Good picks. I’d imagine that Cowen would appoint a pretty good FDA commissioner, or at least try.

How many lives were lost because of the vaccines holdup?

…economist Garett Jones recently opined that Trump’s scuttled hopes to release a COVID-19 vaccine a few weeks earlier “likely would have saved at least 100,000 American lives.”

…Pfizer did not reveal its trial’s favorable results until November 9—six days after the election. The company had originally planned to consider submitting an EUA request to the FDA with just 32 data points; instead it gathered 94, and it waited another 11 days to accrue the requested safety data, plus even more data showing how well the vaccine worked, before making its filing.

…If a compassionate use program for COVID-19 vaccines had gone forward, doctors would have been able to prescribe them to nursing-home residents, even as the vaccine makers completed their clinical trials with integrity and gathered all the safety data requested under the “EUA Plus” requirements.

According to Marks, Birx asked Anthony Fauci and FDA Commissioner Stephen Hahn to encourage Pfizer and Moderna to apply for that program…

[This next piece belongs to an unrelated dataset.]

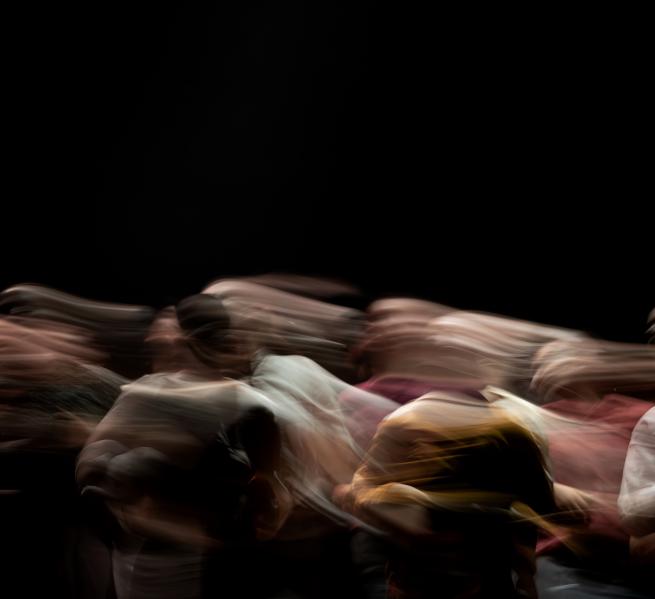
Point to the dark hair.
(204, 320)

The actual timing of the COVID-19 vaccines’ release resulted from a complicated mix of bureaucratic caution, political calculations, and the choices made by vaccine manufacturers. While the benefits of the vaccines have become very clear since then, the precise human cost of that short delay remains a mystery.

Here is the full Brendan Borrell piece in The Atlantic, excellent throughout.  And don’t forget Brendan’s new and exciting book The First Shots: The Epic Rivalries and Heroic Science Behind the Race to the Coronavirus Vaccine.

Via Rich Dewey.

Raise your hand if you think this is a good idea

…if the Food and Drug Administration decides to update Covid-19 vaccines to take better aim at Omicron or other variants, it is unlikely to go it alone.

Instead, a senior FDA official told STAT, the agency expects to take part in an internationally coordinated program aimed at deciding if, when, and how to update Covid-19 vaccines. The approach would ensure decisions are not left solely to individual vaccine manufacturers.

“We can’t have our manufacturers going willy-nilly [saying], ‘Oh well, the EMA decided they wanted this composition, but FDA wanted that composition,’” the official said, referring to the European Medicines Agency. “So we are very much of the mind that we would like to be part of a more global process in helping to come to what vaccine composition there should be now.”